The University of Massachusetts Amherst is backing down from a controversial policy that would block Iranian citizens from certain engineering and science programs, the school announced Wednesday.
The flagship university of the UMass system said that it will now develop "individualized study plans" for Iranian students that are "based on a student's projected coursework and research." The school's new approach reverses a policy first made public last week that would have barred Iranian citizens from enrolling in a wide range of engineering and science courses. The university had claimed that policy was needed to comply with a 2012 federal law, which effectively bans Iranians from studying in the U.S. for a career in the energy sector or nuclear science or engineering fields in Iran.
UMass said it changed its policy after consulting with outside counsel and the State Department.
"This approach reflects the university's longstanding commitment to wide access to educational opportunities," Michael Malone, vice chancellor for research and engagement, said in a statement. "We have always believed that excluding students from admission conflicts with our institutional values and principles. It is now clear, after further consultation and deliberation, that we can adopt a less restrictive policy."
Student groups had already organized a meeting for Wednesday evening to discuss ways to protest the admissions ban, which had outraged students on campus as well as Iranian American advocates outside the university community. The faculty senate had also planned, as of Tuesday evening, to hold an emergency meeting on the issue later this week.
Despite the university's change of course, some students remain skeptical about those individualized study plans.

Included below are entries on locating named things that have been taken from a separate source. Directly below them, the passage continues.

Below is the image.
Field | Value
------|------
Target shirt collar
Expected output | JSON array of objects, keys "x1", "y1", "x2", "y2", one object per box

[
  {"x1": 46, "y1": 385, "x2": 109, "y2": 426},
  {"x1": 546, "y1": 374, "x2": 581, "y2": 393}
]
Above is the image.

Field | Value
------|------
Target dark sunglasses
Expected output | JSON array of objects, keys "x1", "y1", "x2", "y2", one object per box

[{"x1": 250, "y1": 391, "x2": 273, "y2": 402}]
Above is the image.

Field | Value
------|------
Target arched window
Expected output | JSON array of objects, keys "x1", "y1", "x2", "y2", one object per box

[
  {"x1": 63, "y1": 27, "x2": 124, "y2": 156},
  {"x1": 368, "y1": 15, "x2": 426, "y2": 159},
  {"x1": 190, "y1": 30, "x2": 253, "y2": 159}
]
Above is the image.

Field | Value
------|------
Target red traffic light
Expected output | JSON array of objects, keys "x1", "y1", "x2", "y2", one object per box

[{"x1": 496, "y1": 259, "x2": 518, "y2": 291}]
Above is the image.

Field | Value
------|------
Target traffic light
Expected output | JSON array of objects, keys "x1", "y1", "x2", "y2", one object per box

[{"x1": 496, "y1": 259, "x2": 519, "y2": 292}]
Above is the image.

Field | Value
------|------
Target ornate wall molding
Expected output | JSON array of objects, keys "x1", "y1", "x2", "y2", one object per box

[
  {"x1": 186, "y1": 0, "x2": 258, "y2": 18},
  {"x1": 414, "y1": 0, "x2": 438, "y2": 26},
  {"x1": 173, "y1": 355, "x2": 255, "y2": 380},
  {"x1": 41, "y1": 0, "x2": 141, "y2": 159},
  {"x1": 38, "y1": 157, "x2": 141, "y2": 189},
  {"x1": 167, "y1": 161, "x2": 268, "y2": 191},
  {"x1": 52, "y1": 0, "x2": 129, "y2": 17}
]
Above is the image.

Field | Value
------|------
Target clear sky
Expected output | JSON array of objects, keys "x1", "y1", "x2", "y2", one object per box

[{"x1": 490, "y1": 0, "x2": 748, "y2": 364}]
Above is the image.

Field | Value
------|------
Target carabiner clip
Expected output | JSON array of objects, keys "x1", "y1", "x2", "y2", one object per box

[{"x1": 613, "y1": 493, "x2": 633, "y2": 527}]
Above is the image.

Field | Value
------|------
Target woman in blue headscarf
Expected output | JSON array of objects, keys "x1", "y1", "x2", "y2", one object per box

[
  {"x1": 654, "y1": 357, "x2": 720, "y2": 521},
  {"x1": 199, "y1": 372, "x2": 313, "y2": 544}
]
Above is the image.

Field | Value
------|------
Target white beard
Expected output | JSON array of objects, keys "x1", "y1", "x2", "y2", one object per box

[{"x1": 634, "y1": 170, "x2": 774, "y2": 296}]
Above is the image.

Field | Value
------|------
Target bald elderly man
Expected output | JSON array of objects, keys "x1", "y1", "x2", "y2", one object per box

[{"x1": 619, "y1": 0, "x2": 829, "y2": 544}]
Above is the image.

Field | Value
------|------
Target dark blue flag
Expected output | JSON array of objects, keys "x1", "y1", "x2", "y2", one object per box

"They still haven't offered a reasoning behind why they think federal policy requires them to make any changes to curriculum at all," said Michael Havlin, a UMass graduate student who helped draft student group statements over the weekend criticizing the university's policy. "I hope that this announcement wasn't simply a backdoor way for them to get media coverage off their backs while they continue to effectively discriminate by altering each student's curriculum in an extreme way."
Arman Pouraghily, a UMass Ph.D. candidate also involved in drafting the statements, said those who are critical of the policy will likely still coordinate efforts to "make sure there are not any remaining consequences."